Village in Muzaffarpur, Bihar, India

Mathurapur Buzurg is a village located in the Aurai block, Muzaffarpur district, in the Indian state of Bihar. It comes under Mathurapur Buzurg Gram Panchayat and is part of the Tirhut division.

== Geography ==
Mathurapur Buzurg has a total geographical area of 219 hectares (2.19 km²).
It is situated in Aurai block of Muzaffarpur district and lies approximately 52–60 km away from Muzaffarpur town, which is the nearest major urban and economic centre.

== Demographics ==
According to the 2011 Census of India, Mathurapur Buzurg had a population of 1,958 persons living in 445 households.
Of this, 1,046 were males and 912 were females. The population of children aged 0–6 years was 330 (175 boys and 155 girls), which represents 16.85% of the total population.

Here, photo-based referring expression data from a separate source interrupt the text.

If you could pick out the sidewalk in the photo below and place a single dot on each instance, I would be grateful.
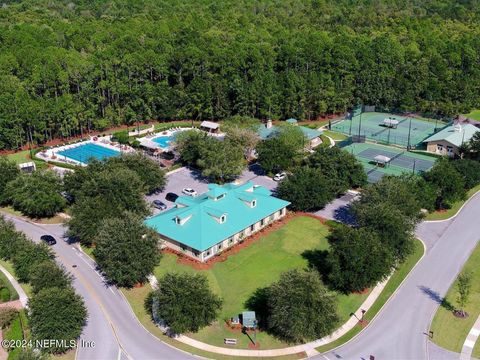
(308, 348)
(470, 341)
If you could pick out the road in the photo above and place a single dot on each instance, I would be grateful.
(400, 329)
(112, 326)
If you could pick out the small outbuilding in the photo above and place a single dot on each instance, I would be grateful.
(249, 320)
(210, 126)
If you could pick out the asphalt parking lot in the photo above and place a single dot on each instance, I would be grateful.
(185, 177)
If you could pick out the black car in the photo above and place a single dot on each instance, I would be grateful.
(159, 204)
(171, 197)
(48, 239)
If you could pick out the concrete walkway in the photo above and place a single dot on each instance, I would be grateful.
(470, 341)
(22, 296)
(308, 348)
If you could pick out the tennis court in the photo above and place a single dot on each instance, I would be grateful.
(84, 152)
(409, 130)
(400, 161)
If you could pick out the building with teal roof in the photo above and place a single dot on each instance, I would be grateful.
(203, 226)
(449, 140)
(266, 131)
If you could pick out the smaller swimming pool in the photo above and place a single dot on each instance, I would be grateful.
(85, 152)
(165, 140)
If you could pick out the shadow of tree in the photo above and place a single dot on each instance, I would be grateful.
(435, 296)
(317, 259)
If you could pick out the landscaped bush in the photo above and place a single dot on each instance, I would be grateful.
(36, 195)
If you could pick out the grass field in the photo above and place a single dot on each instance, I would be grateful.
(8, 265)
(443, 215)
(474, 114)
(449, 331)
(258, 266)
(395, 280)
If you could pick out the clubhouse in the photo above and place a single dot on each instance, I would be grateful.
(203, 226)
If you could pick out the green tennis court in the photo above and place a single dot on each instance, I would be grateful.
(406, 131)
(400, 161)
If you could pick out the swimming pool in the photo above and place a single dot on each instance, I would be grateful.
(83, 153)
(165, 140)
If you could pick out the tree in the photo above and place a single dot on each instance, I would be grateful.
(358, 259)
(221, 160)
(185, 302)
(126, 250)
(469, 170)
(301, 309)
(105, 196)
(57, 313)
(47, 274)
(36, 195)
(8, 172)
(394, 229)
(464, 284)
(447, 182)
(27, 256)
(10, 239)
(189, 144)
(342, 167)
(397, 191)
(307, 189)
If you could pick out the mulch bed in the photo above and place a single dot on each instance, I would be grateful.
(223, 256)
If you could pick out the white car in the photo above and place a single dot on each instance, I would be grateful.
(189, 192)
(280, 176)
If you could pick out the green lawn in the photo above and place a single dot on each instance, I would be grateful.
(449, 331)
(395, 280)
(474, 114)
(24, 156)
(8, 265)
(443, 215)
(258, 266)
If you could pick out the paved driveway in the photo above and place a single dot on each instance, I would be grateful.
(185, 177)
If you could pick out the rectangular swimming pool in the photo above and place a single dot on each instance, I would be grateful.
(85, 152)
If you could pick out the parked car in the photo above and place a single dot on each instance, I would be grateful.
(171, 197)
(48, 239)
(189, 192)
(280, 176)
(160, 205)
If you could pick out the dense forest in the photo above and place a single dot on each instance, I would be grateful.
(71, 66)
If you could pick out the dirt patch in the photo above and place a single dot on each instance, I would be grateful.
(223, 256)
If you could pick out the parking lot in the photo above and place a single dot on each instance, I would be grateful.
(188, 178)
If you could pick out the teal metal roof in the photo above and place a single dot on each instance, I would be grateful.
(202, 228)
(265, 133)
(454, 136)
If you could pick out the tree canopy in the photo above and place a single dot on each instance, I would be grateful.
(185, 302)
(68, 67)
(36, 195)
(300, 307)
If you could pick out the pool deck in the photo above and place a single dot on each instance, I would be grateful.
(52, 154)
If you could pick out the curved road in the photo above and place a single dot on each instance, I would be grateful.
(111, 325)
(398, 332)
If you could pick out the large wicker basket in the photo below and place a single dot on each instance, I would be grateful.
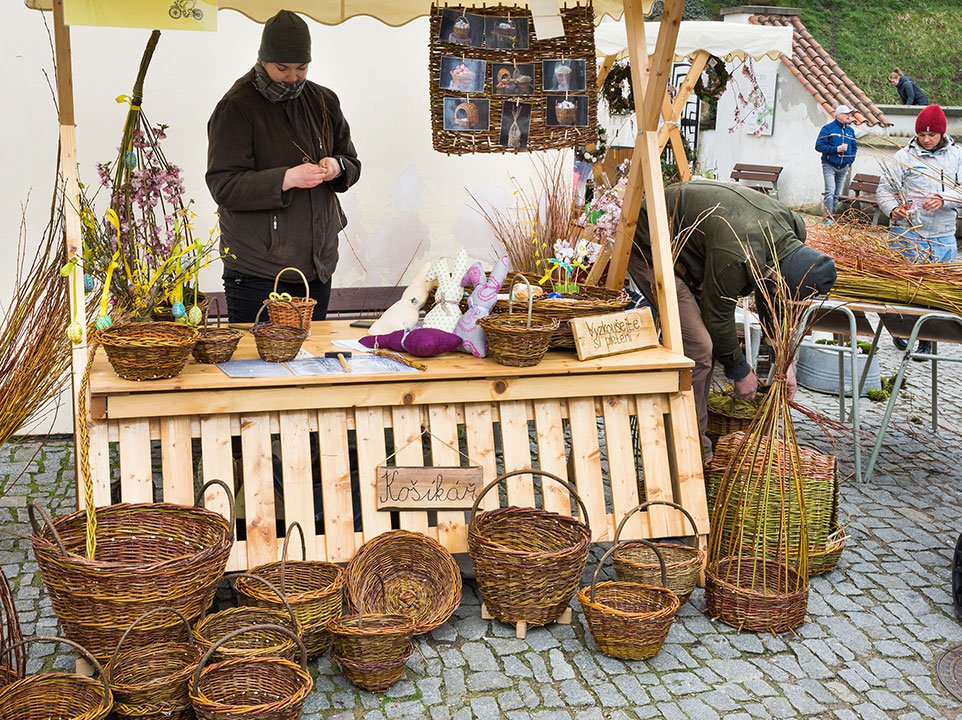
(646, 563)
(60, 696)
(528, 562)
(629, 620)
(421, 579)
(148, 555)
(313, 589)
(148, 350)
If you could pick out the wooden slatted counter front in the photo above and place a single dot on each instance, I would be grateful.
(609, 425)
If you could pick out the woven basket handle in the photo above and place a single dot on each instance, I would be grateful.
(79, 648)
(530, 471)
(135, 623)
(33, 508)
(643, 506)
(287, 538)
(614, 546)
(307, 287)
(230, 636)
(530, 297)
(230, 500)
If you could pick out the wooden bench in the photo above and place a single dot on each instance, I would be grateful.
(763, 178)
(860, 194)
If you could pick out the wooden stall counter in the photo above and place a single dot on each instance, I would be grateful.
(308, 447)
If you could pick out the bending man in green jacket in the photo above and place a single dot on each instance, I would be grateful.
(726, 225)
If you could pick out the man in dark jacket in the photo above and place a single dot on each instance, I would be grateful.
(727, 227)
(836, 142)
(909, 92)
(279, 149)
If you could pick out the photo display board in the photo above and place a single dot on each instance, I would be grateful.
(495, 87)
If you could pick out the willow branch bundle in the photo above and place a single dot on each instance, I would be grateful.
(763, 480)
(870, 270)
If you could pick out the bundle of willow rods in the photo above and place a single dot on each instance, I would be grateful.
(869, 269)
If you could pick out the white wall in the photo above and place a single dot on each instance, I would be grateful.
(408, 193)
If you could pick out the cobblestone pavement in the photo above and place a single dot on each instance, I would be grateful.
(876, 626)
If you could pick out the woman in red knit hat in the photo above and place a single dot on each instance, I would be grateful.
(921, 193)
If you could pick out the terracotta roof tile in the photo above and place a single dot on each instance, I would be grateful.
(819, 74)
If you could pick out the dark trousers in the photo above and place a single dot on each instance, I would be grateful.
(246, 293)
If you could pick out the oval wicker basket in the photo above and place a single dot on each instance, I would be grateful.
(638, 561)
(314, 590)
(734, 594)
(148, 555)
(528, 562)
(148, 350)
(421, 579)
(251, 688)
(211, 630)
(57, 695)
(629, 620)
(150, 682)
(283, 309)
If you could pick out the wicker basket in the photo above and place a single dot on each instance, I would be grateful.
(150, 682)
(589, 300)
(736, 594)
(277, 343)
(635, 561)
(216, 344)
(148, 350)
(528, 562)
(517, 340)
(251, 688)
(60, 696)
(148, 555)
(211, 629)
(421, 579)
(629, 620)
(291, 311)
(314, 590)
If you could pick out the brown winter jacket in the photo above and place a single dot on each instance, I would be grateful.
(250, 147)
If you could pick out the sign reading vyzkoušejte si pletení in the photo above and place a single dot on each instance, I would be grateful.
(152, 14)
(427, 488)
(600, 335)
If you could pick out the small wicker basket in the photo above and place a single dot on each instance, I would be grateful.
(629, 620)
(636, 561)
(516, 341)
(283, 309)
(277, 343)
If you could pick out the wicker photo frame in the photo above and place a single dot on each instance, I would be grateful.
(576, 45)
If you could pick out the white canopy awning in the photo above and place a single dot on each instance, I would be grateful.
(721, 39)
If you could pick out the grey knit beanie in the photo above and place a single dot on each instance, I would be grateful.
(286, 39)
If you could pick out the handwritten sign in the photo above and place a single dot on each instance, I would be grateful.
(601, 335)
(427, 488)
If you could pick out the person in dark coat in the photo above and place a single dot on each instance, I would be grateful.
(728, 227)
(909, 92)
(279, 149)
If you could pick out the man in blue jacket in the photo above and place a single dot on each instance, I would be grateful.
(836, 142)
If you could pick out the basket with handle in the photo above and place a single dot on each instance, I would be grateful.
(267, 642)
(150, 682)
(216, 344)
(518, 340)
(421, 579)
(278, 343)
(251, 688)
(528, 562)
(293, 311)
(636, 561)
(629, 620)
(313, 589)
(148, 555)
(64, 696)
(148, 350)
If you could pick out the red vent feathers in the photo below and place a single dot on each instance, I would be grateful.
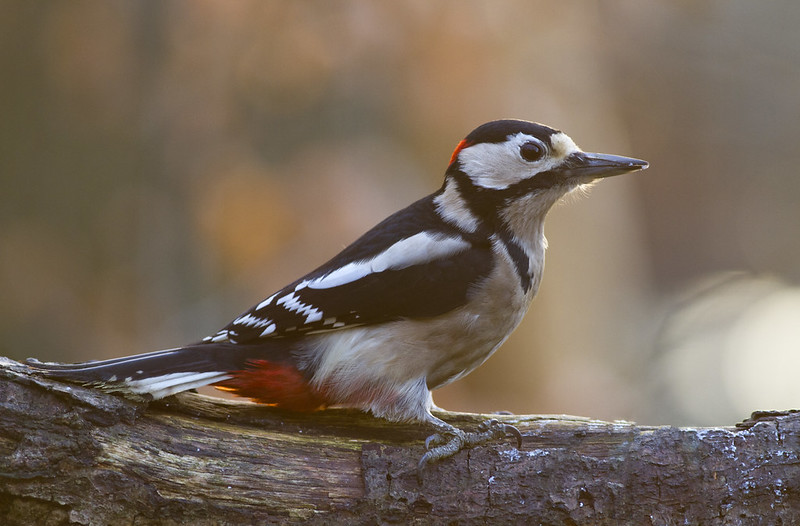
(276, 384)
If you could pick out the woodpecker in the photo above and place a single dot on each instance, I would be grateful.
(418, 301)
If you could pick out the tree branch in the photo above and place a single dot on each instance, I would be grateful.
(74, 455)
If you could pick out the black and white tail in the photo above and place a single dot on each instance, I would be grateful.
(160, 373)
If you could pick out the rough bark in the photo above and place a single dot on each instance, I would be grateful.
(74, 455)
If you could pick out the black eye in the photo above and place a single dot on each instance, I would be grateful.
(532, 151)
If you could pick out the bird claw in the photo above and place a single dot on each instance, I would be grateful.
(440, 447)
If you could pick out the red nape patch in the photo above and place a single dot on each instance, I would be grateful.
(276, 384)
(463, 144)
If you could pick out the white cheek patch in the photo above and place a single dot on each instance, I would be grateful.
(563, 146)
(418, 249)
(499, 165)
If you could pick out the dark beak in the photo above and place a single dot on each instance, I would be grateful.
(589, 166)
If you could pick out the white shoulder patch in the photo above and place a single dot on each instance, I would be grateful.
(418, 249)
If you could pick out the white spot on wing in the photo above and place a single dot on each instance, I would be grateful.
(291, 302)
(266, 302)
(248, 320)
(415, 250)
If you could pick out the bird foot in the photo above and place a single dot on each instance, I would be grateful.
(450, 440)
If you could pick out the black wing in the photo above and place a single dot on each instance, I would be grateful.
(396, 270)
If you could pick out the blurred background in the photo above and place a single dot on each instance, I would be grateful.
(167, 164)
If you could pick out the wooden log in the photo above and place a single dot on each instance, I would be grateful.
(70, 454)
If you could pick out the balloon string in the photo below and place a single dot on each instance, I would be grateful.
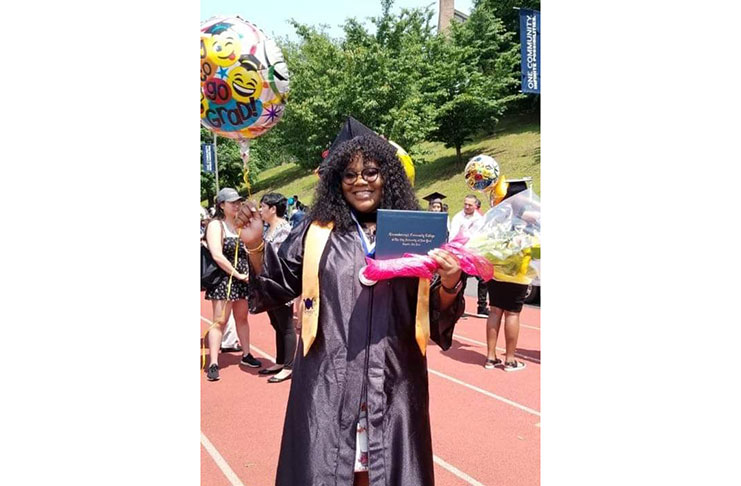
(223, 312)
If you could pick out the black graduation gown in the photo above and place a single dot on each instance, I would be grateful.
(365, 338)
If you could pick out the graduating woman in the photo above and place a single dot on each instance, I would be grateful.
(358, 408)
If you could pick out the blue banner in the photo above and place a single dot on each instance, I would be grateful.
(530, 50)
(207, 154)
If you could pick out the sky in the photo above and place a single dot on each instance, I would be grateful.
(274, 22)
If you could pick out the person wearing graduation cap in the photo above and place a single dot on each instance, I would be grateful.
(435, 202)
(358, 408)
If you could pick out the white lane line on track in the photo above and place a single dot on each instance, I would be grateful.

The average sex ratio was 872 females per 1000 males, and the child sex ratio stood at 886 girls per 1000 boys. Both figures are lower than the Bihar state averages of 918 and 935 respectively.

=== Literacy ===
The overall literacy rate of the village was 53.32%.
- Male literacy: 60.51%
- Female literacy: 45.05%

=== Caste composition ===
Scheduled Castes constituted 28.91% of the population (566 persons), while Scheduled Tribes accounted for just one individual.

=== Work profile ===
Out of the total population, 688 persons were engaged in work activities.
- 490 were main workers (employment more than 6 months).
- 198 were marginal workers (employment less than 6 months).

Among main workers:
- 120 were cultivators (owner or co-owner)
- 346 were agricultural labourers

== Infrastructure ==
- Education – The village has at least one primary school. Secondary and higher education facilities are available in Aurai and Muzaffarpur.
- Healthcare – The nearest Primary Health Centre (PHC) is located in Aurai.
- Water supply – Drinking water is provided mainly through hand pumps and tube wells.
- Electricity – Electricity is available for domestic and agricultural purposes, although supply may not be continuous.
- Postal services – The village falls under the postal PIN code 843321, served by the Basua Branch Office.

== Transport ==
Mathurapur Buzurg is connected by rural roads to nearby villages and to Aurai block headquarters.
Muzaffarpur Junction is the nearest major railhead. Bus and shared auto services connect the village to Muzaffarpur and surrounding areas.

== Administration ==
The village is governed by a Gram Panchayat under the Panchayati Raj system. Administratively, it comes under Aurai block and Muzaffarpur subdivision.